Un autre danger nous guette, celui d’une appropriation sélective de cette grâce – « Dieu m’a comblé, moi, ou nous… » – qui en fait un privilège, un signe d’élection. Ne l’oublions pas, la grâce, à Cana comme ailleurs est universelle. N’en déplaise à ceux qui le pensent, en Amérique du Nord, au Proche ou au Moyen-Orient, en bien d’autres endroits, y compris près de chez nous, non, Dieu n’est pas pour ou contre tel… Dieu n’a pas de choix à opérer en ce qu’il nous offre, Dieu est « en tout et pour tous » (Col. 3,11). Par conséquent, aucun sentiment de supériorité ou démarche de légitimation n’a jamais et ne sera jamais recevable en Son Nom. Ceux qui justifient ainsi leurs idéologies n’ont manifestement rien compris au signe de Cana ou à tout autre équivalent interreligieux. S’en abstiendraient-ils, sans doute l’humanité s’en porterait-elle déjà un peu mieux…

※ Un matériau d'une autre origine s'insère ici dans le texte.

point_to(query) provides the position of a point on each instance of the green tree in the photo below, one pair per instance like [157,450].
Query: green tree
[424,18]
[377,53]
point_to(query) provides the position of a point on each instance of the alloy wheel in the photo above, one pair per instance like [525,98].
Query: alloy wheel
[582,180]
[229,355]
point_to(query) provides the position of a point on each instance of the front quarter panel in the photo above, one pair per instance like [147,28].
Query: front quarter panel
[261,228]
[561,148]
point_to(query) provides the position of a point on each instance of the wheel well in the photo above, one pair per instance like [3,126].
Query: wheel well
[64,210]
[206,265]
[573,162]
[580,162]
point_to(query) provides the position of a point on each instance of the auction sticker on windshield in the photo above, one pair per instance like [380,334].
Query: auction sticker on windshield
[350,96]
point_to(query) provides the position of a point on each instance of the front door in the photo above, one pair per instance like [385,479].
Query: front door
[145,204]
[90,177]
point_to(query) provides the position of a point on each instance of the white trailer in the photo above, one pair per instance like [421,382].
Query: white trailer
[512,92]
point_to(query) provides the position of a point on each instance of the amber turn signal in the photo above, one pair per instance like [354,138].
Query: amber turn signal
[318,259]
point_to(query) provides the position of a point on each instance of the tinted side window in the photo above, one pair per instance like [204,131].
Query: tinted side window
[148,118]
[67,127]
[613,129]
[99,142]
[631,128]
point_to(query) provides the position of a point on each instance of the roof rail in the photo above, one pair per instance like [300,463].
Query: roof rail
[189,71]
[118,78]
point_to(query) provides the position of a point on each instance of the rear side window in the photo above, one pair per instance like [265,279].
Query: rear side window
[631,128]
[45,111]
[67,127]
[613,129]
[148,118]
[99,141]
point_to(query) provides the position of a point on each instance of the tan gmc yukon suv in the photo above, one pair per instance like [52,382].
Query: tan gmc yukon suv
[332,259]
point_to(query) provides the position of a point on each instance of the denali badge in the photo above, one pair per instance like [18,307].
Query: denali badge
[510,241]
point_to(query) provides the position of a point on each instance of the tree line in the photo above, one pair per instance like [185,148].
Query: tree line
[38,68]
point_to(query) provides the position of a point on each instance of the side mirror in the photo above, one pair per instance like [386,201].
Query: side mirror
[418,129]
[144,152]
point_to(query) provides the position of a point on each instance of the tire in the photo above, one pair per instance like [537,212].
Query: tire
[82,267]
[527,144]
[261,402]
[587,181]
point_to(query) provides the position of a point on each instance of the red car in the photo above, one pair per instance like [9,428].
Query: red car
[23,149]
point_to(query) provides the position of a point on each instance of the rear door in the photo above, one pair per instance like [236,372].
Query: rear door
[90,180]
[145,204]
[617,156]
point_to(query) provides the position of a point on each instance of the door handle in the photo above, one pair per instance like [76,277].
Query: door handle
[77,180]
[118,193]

Nous le voyons bien, s’il a beaucoup à nous dire sur l’infinie gloire et bienveillance de Dieu, le signe de Cana ne se limite pas à cela. « Venez, car tout est prêt »… Nous connaissons cette invitation… Encore faut-il venir, en confiance, en humanité et en responsabilité – faute de quoi l’ivresse n’est pas loin ! Encore faut-il vivre sa foi, en acceptant de dépasser normes et doutes, dans une nouveauté qui nous re-suscite, qui nous relève à nous-mêmes et aux autres, cette nouveauté qui, pour reprendre des mots d’Anna Arendt, « apparaît toujours comme un miracle ».

Alors oui, changeant l’eau en vin à Cana, en effet, Jésus n’a pas eu l’idée du contraire, et l’on ne peut que s’en réjouir, d’une joie toujours confiante et consciente, agissante et vivante.